In this study, we analyzed the impacts of the EIA variation on the FY-3/MWRI SST retrieval. Firstly, the influence of the EIA on the channel brightness temperature used for SST retrievals was analyzed based on the microwave radiation transfer model. Then, the variation of SST biases with the EIA considered was analyzed. Finally, an algorithm that incorporated the EIA in the regression was established, and its results were compared with those of the algorithm without the EIA in the regression. The results reveal that the influences of the EIA on the FY-3/MWRI SST retrieval should not be ignored. In contrast to the algorithms that do not consider the EIA in the regression, algorithms integrating the EIA into the regression enhanced the precision of SST retrieval. However, the initial retrieval algorithm for the FY-3B/3C/3D MWRI SST did not consider the impact of the EIA. Consequently, based on the recalibrated FY-3/MWRI Level 1B data, a high-precision long-term SST dataset was reprocessed by employing the algorithm that incorporated the EIA in the regression.

The In-situ SST and the OSTIA SST were used to evaluate the reprocessed FY-3/MWRI SST in terms of product accuracy, long-term stability, and application during El Niño and La Niña events. Comparative analyses suggest that the FY-3/MWRI SST exhibited good agreement with both the in-situ SST and the OSTIA SST. The biases of the FY-3 SST with a quality flag of 50 ranged from −0.2℃ to 0.2℃, and the RMSEs varied between 0.2℃ and 0.9℃, both demonstrating overall stability. The spatial distributions indicate that notable discrepancies between the FY-3/MWRI SST and the OSTIA SST were located in the regions of the western boundary current and the Antarctic Circumpolar Current. Through a comparison of the climatic monitoring capabilities of the two datasets, it is discerned that the temporal evolution of the Niño-3.4 SST anomalies were nearly identical to the FY-3 SST and the OSTIA SST, with only slight differences.

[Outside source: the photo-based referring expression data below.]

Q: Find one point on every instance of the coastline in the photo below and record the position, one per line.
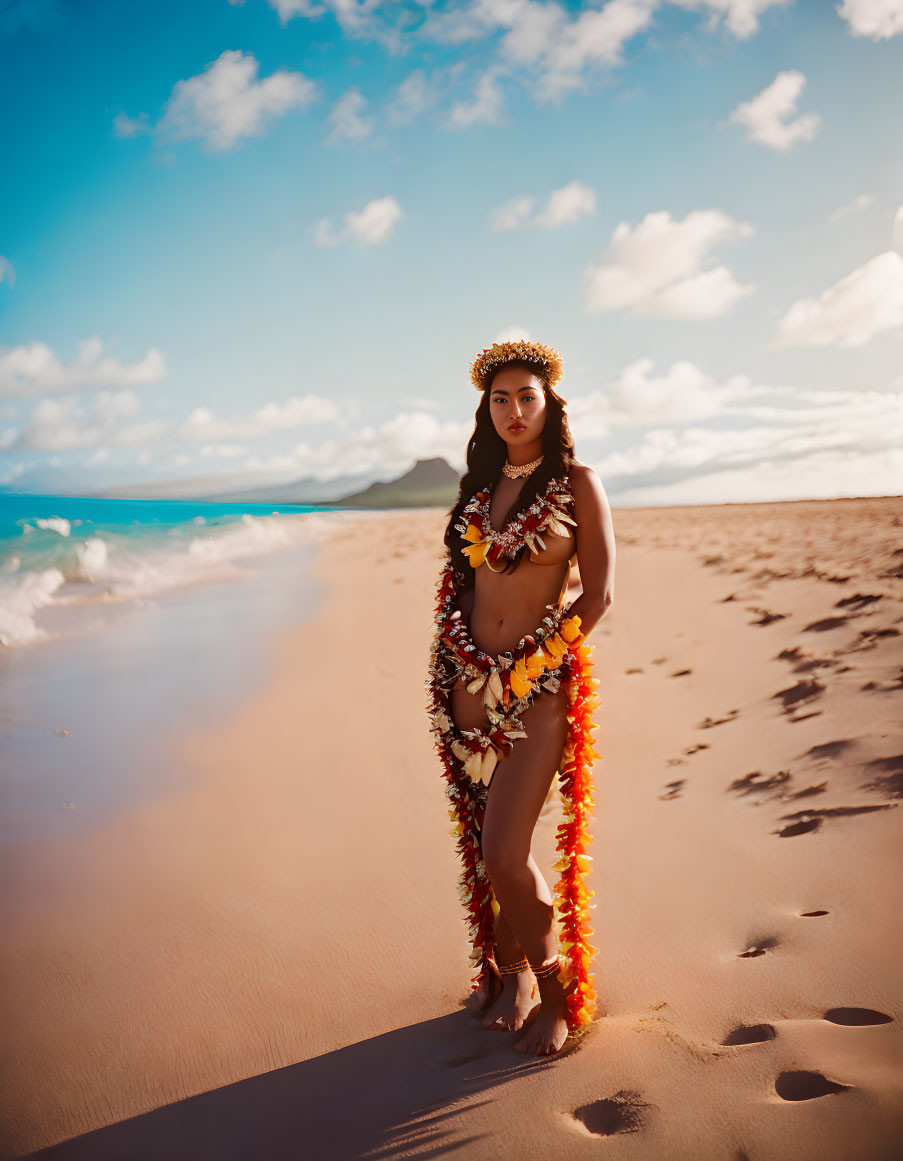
(297, 899)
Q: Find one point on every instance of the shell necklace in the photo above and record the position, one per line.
(547, 513)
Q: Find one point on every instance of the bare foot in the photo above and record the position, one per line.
(513, 1003)
(546, 1035)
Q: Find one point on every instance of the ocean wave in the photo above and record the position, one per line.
(131, 564)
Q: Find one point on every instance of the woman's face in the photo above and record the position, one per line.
(517, 404)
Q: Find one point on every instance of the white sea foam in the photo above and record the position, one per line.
(19, 603)
(55, 524)
(105, 568)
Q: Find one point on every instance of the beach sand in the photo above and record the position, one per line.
(273, 963)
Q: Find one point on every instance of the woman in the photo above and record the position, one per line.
(511, 693)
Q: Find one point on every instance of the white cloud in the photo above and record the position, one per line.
(347, 119)
(110, 419)
(564, 207)
(741, 16)
(226, 103)
(897, 233)
(485, 107)
(371, 225)
(800, 444)
(859, 203)
(876, 19)
(35, 369)
(222, 451)
(65, 423)
(203, 425)
(368, 19)
(385, 451)
(770, 114)
(862, 304)
(555, 51)
(820, 475)
(655, 268)
(637, 398)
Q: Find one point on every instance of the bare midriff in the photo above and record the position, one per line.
(505, 606)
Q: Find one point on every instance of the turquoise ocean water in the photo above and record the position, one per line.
(124, 624)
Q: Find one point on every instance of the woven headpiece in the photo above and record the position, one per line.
(500, 353)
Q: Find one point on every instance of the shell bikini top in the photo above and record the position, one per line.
(547, 513)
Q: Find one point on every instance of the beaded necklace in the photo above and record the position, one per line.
(547, 513)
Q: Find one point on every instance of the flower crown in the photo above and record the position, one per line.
(500, 353)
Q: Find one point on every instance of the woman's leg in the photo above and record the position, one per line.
(515, 1000)
(519, 788)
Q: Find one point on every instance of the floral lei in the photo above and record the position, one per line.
(547, 513)
(555, 655)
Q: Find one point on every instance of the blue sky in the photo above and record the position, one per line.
(250, 243)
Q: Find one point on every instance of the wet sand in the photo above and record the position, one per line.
(272, 959)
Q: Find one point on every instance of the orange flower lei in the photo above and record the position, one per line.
(468, 757)
(488, 546)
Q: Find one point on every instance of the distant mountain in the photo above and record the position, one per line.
(430, 483)
(308, 490)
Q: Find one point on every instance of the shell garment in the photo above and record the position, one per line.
(554, 655)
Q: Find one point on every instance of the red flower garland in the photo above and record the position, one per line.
(571, 898)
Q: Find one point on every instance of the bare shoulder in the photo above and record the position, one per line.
(587, 487)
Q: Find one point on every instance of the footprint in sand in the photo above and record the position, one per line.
(859, 600)
(868, 639)
(857, 1017)
(803, 663)
(620, 1113)
(802, 822)
(825, 625)
(750, 1033)
(765, 615)
(806, 1086)
(799, 694)
(759, 947)
(894, 686)
(890, 779)
(710, 722)
(757, 783)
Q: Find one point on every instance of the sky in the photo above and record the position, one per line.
(247, 243)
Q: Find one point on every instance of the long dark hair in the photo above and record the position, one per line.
(486, 454)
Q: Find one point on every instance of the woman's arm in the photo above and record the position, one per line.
(596, 548)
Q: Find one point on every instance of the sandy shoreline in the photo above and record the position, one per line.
(293, 915)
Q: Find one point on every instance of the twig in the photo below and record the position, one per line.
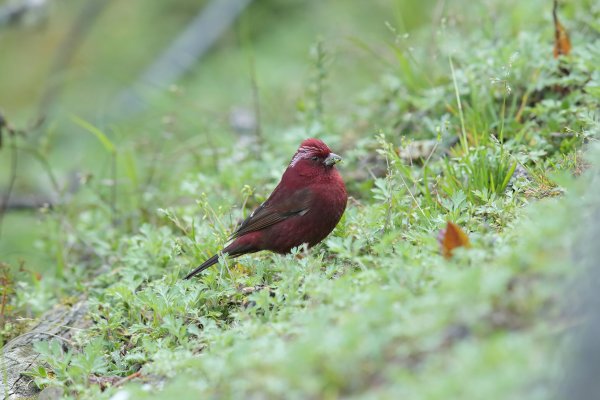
(12, 176)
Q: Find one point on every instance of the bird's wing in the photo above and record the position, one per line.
(275, 210)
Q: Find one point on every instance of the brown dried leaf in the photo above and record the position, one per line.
(452, 237)
(562, 44)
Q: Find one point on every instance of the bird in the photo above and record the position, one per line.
(304, 207)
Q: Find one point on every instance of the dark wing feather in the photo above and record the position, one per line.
(275, 210)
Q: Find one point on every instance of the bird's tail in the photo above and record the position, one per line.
(208, 263)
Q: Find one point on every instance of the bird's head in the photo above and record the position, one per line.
(314, 155)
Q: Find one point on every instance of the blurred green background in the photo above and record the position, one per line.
(117, 41)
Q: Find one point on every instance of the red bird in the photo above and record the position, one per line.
(305, 206)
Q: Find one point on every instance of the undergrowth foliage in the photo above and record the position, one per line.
(375, 310)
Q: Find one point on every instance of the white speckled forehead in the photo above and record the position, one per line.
(303, 153)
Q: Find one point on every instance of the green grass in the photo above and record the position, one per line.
(374, 311)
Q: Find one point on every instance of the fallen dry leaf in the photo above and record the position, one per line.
(562, 44)
(452, 237)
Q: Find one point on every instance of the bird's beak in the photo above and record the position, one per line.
(332, 159)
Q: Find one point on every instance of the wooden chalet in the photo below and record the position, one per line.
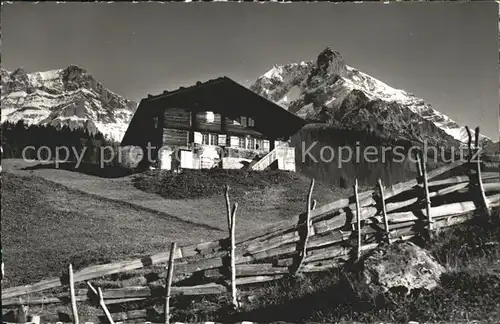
(218, 123)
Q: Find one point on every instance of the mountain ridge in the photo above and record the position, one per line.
(69, 96)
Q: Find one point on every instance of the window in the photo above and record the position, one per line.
(241, 143)
(204, 139)
(214, 139)
(210, 116)
(251, 144)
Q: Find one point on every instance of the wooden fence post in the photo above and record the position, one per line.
(168, 284)
(427, 197)
(98, 293)
(310, 205)
(358, 218)
(228, 208)
(74, 310)
(469, 142)
(387, 234)
(232, 255)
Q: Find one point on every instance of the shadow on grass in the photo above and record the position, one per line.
(86, 168)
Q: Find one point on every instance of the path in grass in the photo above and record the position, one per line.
(46, 226)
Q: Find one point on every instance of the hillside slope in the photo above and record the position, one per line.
(67, 96)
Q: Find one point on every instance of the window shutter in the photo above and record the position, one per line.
(197, 137)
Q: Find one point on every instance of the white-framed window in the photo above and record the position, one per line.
(205, 139)
(210, 116)
(214, 139)
(251, 143)
(241, 142)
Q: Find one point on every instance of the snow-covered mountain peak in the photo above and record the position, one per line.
(69, 96)
(308, 88)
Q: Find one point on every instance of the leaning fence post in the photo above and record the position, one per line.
(358, 218)
(232, 255)
(482, 194)
(469, 142)
(168, 283)
(427, 196)
(74, 310)
(387, 233)
(307, 227)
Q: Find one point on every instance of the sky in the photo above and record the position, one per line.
(445, 53)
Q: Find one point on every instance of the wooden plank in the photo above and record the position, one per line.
(427, 197)
(444, 210)
(87, 274)
(122, 266)
(482, 194)
(307, 221)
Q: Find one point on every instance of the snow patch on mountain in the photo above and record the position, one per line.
(70, 97)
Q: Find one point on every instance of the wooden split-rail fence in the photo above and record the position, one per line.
(319, 239)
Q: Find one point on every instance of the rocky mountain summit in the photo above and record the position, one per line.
(69, 96)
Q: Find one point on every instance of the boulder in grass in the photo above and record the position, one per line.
(404, 266)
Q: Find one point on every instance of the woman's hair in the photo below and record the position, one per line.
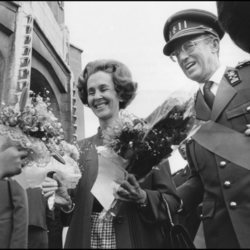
(121, 76)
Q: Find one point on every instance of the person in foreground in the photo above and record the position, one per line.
(106, 86)
(13, 201)
(218, 154)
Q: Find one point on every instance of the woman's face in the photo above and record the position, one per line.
(102, 97)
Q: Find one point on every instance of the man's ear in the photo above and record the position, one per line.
(215, 44)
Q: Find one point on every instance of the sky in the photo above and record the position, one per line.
(132, 32)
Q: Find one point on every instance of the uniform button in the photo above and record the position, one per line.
(233, 204)
(119, 219)
(227, 184)
(223, 164)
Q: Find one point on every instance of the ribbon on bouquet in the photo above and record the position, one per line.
(225, 142)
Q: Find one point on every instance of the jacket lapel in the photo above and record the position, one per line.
(224, 95)
(203, 112)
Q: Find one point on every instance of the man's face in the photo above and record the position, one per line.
(197, 57)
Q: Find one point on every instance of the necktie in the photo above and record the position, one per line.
(208, 94)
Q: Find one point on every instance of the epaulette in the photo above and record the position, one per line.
(242, 64)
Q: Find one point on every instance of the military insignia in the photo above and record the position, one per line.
(242, 64)
(233, 77)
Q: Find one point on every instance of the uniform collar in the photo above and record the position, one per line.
(216, 77)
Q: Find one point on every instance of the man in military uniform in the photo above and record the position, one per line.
(218, 153)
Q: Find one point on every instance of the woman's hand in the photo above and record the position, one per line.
(130, 190)
(11, 160)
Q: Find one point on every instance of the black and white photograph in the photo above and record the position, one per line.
(124, 124)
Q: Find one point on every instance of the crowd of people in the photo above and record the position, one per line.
(213, 189)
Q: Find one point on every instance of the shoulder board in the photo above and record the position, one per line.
(242, 64)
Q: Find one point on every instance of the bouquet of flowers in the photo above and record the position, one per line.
(144, 143)
(30, 124)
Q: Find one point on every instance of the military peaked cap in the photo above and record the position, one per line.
(189, 23)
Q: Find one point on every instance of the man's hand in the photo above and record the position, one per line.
(130, 190)
(52, 186)
(11, 161)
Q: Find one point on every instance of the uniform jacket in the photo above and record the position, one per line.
(222, 186)
(134, 227)
(13, 215)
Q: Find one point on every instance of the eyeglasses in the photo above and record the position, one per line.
(187, 47)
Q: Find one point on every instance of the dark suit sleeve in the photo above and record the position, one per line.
(19, 236)
(161, 182)
(191, 191)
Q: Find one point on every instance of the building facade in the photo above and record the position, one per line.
(35, 52)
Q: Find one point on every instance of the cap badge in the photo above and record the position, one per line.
(177, 27)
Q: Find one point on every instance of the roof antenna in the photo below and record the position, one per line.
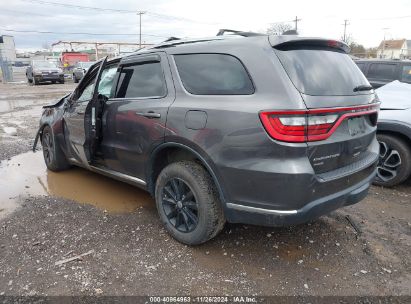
(290, 32)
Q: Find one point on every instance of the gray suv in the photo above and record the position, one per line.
(246, 128)
(44, 71)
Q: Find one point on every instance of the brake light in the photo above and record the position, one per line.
(311, 125)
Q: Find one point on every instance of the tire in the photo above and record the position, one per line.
(53, 155)
(189, 176)
(394, 165)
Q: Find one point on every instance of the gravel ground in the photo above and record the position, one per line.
(359, 250)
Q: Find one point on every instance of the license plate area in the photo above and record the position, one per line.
(356, 125)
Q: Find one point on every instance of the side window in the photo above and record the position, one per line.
(141, 80)
(213, 74)
(406, 73)
(361, 65)
(107, 80)
(87, 92)
(381, 71)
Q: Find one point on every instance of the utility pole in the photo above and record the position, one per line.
(296, 22)
(345, 30)
(140, 13)
(383, 43)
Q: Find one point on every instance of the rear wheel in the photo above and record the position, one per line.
(53, 155)
(188, 203)
(394, 165)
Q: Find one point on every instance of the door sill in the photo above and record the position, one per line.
(117, 175)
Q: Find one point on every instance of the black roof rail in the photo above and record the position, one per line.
(171, 39)
(290, 32)
(221, 32)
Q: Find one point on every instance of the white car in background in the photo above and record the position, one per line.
(80, 70)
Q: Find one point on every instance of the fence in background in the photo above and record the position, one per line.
(6, 70)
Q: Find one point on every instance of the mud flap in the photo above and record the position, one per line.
(36, 139)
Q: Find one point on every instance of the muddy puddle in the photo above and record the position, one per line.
(26, 175)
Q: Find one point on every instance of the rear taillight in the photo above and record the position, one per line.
(311, 125)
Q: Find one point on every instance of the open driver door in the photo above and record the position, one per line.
(82, 116)
(92, 118)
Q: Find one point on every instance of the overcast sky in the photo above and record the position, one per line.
(185, 18)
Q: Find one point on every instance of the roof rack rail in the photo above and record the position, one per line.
(290, 32)
(221, 32)
(172, 39)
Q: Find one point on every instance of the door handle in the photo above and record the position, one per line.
(149, 114)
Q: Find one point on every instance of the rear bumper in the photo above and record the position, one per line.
(237, 213)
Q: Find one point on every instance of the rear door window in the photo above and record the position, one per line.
(384, 71)
(141, 80)
(213, 74)
(322, 71)
(361, 65)
(406, 73)
(106, 81)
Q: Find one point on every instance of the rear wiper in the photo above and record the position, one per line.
(363, 87)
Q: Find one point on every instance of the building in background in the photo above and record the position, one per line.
(393, 49)
(7, 48)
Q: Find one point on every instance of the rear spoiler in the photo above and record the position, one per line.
(290, 43)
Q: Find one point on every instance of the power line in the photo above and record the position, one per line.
(79, 33)
(101, 9)
(345, 29)
(296, 23)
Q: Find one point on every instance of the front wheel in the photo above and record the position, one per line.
(188, 203)
(394, 165)
(53, 155)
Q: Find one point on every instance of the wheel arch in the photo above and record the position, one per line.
(395, 129)
(160, 158)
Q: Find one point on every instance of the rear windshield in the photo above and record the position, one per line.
(322, 72)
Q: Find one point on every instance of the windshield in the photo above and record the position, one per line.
(322, 72)
(86, 65)
(44, 64)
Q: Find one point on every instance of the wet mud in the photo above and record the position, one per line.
(26, 175)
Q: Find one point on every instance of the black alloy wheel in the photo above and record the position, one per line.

There are still some limitations in this study. The in-situ SST was time-averaged at a specific point, whereas the MWRI SST was instantaneous measurements averaged over a large spatial extent (Donlon et al. ^[43]; Huang et al. ^[28]), and the measurements were carried out at diverse depths (Okuro et al. ^[44]), introducing potential errors. Moreover, during the validation by using the OSTIA SST, the impacts of the SST at different depths and the varying time of satellite overpasses were not considered. Therefore, corrections for depths and diurnal variations should be considered in future research to enhance the accuracy of SST validation.